The DaeDaLus Standard Library

Like most modern programming languages, DaeDaLus ships with a standard library of useful parsers and functions. It is quite small and is written entirely in DaeDaLus itself. This section highlights some of the parsers provided without digging deeply into their implementation. You’ll find this section useful while working on the extended PNG exercise, particularly for parsing multi-byte words with the correct endianness.

Endianness

When working with binary data, we must concern ourselves with endianness: the order of bytes within a multi-byte word of data. Many format specifications define an endianness for their bytes and your machine’s architecture defines an endianness for, say, multi-byte integers.

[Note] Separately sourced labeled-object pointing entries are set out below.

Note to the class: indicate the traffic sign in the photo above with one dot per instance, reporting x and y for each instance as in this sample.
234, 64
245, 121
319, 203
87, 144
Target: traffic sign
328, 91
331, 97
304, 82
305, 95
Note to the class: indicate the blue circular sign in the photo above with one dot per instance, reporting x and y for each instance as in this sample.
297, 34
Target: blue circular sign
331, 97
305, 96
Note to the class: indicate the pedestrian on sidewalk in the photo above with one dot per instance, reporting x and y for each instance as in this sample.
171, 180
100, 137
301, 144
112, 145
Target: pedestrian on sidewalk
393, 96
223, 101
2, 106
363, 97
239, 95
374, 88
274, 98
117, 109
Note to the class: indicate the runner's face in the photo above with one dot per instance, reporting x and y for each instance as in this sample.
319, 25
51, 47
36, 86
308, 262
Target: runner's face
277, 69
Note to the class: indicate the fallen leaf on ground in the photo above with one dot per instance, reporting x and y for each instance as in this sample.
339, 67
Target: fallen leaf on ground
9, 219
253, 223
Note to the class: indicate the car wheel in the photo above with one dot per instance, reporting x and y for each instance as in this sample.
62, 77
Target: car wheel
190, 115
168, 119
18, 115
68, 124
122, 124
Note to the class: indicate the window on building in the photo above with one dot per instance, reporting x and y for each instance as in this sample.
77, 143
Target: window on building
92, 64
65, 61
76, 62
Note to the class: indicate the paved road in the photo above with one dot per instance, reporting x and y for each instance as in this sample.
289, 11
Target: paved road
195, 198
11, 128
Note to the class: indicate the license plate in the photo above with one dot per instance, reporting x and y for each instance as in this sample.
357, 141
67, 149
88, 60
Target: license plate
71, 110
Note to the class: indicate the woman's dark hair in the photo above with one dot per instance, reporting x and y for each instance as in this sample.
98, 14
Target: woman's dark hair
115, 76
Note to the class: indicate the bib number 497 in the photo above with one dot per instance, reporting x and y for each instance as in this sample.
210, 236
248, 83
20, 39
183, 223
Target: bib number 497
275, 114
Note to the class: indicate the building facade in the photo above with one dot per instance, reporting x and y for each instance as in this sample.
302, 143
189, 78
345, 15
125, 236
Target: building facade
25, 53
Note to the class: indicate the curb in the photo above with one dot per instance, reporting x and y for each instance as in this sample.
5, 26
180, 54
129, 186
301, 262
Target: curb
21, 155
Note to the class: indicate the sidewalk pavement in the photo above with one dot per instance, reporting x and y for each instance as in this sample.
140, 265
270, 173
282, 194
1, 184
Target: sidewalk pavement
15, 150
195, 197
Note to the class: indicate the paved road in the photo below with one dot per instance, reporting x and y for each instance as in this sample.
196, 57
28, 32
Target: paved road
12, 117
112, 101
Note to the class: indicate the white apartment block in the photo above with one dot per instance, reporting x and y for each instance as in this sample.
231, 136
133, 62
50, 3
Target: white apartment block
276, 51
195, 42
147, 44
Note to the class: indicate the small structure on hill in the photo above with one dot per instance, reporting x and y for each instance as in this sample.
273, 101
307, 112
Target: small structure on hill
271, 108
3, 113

The DaeDaLus standard library provides a number of parsers that make working with such data convenient and easy. We use some naming conventions to make the API easy to understand:

Names beginnning with BE parse big-endian words.
Names beginning with LE parse little-endian words.
Parsers with names like UInt16 and SInt32 parse either big-endian or little-endian data, depending on the value of an implicit parameter. We haven’t discussed implicit parameters in this tutorial; for more detail about them, see Implicit Parameters.

First, the unsigned/signed integer parsers that depend on the implicit parameter ?bigEndian:

UInt16
UInt32
UInt64
SInt16
SInt32
SInt64

The big-endian variants are:

BEUInt16
BEUInt32
BEUInt64
BESInt16
BESInt32
BESInt64

The little-endian variants are:

LEUInt16
LEUInt32
LEUInt64
LESInt16
LESInt32
LESInt64

Floating-Point Numbers

We also provide parsers for floating-point data in the standard library for 16-, 32-, and 64-bit IEEE-754 standard floating-point numbers. Like with the integer parsers described above, there are variations that use implicit parameters, are always big-endian, and are always little-endian.

Those that depend on the implicit parameter are:

HalfFloat
Float
Double

The big-endian variants are:

BEHalfFloat
BEFloat
BEDouble

The little-endian variants are:

LEHalfFloat
LEFloat
LEDouble

Because the PNG specification makes use of a particular endianness for its words, you’ll find many of these parsers useful while completing the exercises.

Guarding and Consuming Everything

The standard library also provides two parsers that mimic behavior we’ve already covered in earlier sections. The parser Guard b (where b is a bool) succeeds if b is true and fails otherwise; it’s equivalent to b is true. The parser Only P succeeds if P consumes all input. We can write this instead of the slightly more verbose sequence { $$ = P; END }.

Manipulating Input Streams

Sometimes, we need to control exactly where we are in the input stream manually. To work with the parser’s input stream, we must first get it using a special GetStream parser: let s = GetStream.

We can also set the input stream with SetStream s. We can use this to parse the same input more than once, parse fixed-size sub-streams, and generally ‘jump around’ in the input that we’re processing.

The standard library provides some convenient parsers to use these features in some common ways:

SetStreamAt n s advances the stream s by n bytes, and sets the current stream to the resulting stream.
Skip n advances the current stream by n bytes.
Drop n s advances the specified stream s by n bytes, effectively dropping input bytes, and returns the resulting stream.
Chunk n P parses n bytes from the current stream using P. Importantly, P is not required to parse all of the bytes, but the stream will still be advanced all n bytes. To make sure P consumes all n bytes, use Chunk n (Only P).
Bytes n gets a chunk of n raw bytes from the input stream.
LookAhead P parses using P but, once P succeeds, the current input stream position is reset to the position that it had prior to parsing P.

In the following set of exercises, you’ll find these extremely helpful in writing parsers for the various components of the PNG format.